The report identifies three factors that make the US commercial nuclear exports regime less favourable than in four other leading supplier nations (France, Japan, Russia and South Korea). They are:

• The US regime is more complex and difficult to navigate, evidenced by the division of export licensing and authorisation powers among four agencies, versus one or two at the most in the other nations.

• The US regime contains added restrictions and legal and bureaucratic hurdles that exceed international norms.

• The United States is significantly less efficient in processing export licences, often taking nearly a year or more to process applications completed far faster in other nations.

Speaking at a news conference when the report was released Richard Myers, the Nuclear Energy Institute’s vice president for policy development, planning and supplier programmes said that billions of dollars in exports and tens of thousands of jobs are at risk.

“The US Department of Commerce estimates the global commercial nuclear market at $500 billion to $740 billion over the next decade. US exporters could create or sustain up to 180 000 American jobs if they were able to capture just 25 percent of the global market,” Myers said.

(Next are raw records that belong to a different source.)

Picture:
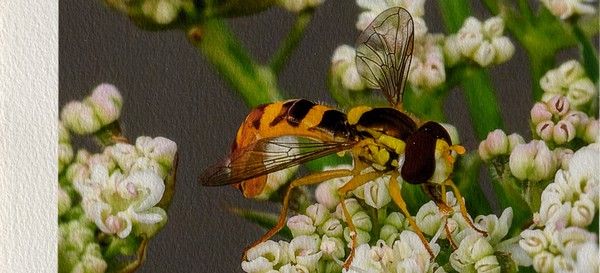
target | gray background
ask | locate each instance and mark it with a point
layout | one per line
(170, 91)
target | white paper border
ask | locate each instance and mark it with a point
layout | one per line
(28, 135)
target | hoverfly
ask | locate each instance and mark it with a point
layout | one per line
(381, 141)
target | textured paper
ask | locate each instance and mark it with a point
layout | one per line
(28, 135)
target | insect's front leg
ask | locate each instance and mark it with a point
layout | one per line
(302, 181)
(396, 195)
(354, 183)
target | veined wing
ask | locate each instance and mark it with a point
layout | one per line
(266, 156)
(384, 51)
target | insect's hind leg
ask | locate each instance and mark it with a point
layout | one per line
(306, 180)
(463, 208)
(354, 183)
(396, 195)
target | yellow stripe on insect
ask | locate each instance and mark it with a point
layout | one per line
(393, 143)
(355, 113)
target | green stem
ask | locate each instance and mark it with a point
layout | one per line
(467, 177)
(540, 62)
(481, 101)
(588, 53)
(291, 41)
(255, 84)
(454, 12)
(510, 195)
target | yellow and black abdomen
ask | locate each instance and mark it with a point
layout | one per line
(295, 118)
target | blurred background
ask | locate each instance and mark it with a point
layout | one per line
(170, 91)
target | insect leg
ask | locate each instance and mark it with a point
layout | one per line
(306, 180)
(396, 195)
(463, 208)
(354, 183)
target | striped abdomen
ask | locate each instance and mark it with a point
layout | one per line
(297, 117)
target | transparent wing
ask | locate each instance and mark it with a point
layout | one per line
(384, 51)
(266, 156)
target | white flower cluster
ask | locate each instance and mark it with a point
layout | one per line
(498, 144)
(321, 239)
(480, 42)
(99, 109)
(121, 187)
(299, 5)
(567, 8)
(555, 122)
(560, 242)
(77, 248)
(569, 80)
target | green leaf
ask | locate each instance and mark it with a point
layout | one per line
(467, 179)
(481, 100)
(588, 52)
(263, 219)
(507, 264)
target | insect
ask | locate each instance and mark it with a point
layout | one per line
(381, 141)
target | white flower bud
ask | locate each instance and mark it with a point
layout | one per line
(80, 118)
(429, 219)
(587, 258)
(63, 134)
(469, 36)
(304, 250)
(488, 264)
(493, 26)
(301, 225)
(495, 144)
(533, 241)
(514, 139)
(64, 201)
(592, 131)
(452, 51)
(563, 132)
(563, 264)
(376, 192)
(545, 130)
(318, 213)
(496, 227)
(352, 206)
(452, 131)
(91, 261)
(484, 54)
(270, 250)
(543, 262)
(327, 192)
(258, 265)
(160, 149)
(504, 49)
(558, 106)
(540, 113)
(106, 102)
(361, 220)
(332, 247)
(362, 237)
(571, 238)
(532, 161)
(124, 154)
(65, 156)
(332, 228)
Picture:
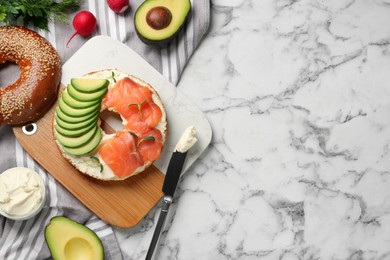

Ross Eisenberg, vice president of energy and resources policy at the National Association of Manufacturers, expressed concern that the Obama administration has not applied the same principles to the licensing of commercial nuclear exports as the principles embodied in its larger Export Control Reform Initiative aimed at modernising export controls for certain non-nuclear items and technologies.

James Glasgow, partner at Pillsbury Winthrop Shaw Pittman, said his firm’s comparison of the US export control regime with those of France, Japan, Russia and South Korea “shows clearly that the US regime is more complex, restrictive and time-consuming than the other regimes examined in the study.”

The complex export regimes are likely to deter international customers from using US suppliers, warned Bradley Fewell, Exelon vice president and deputy general counsel. “International customers avoid export regimes that are difficult or unreliable,” Fewell said. “For most countries, energy security is a primary driver for developing new nuclear energy. Reliable supply and predictable tech transfer – including the transfer of skilled professionals – are therefore critical factors in procurement decisions.”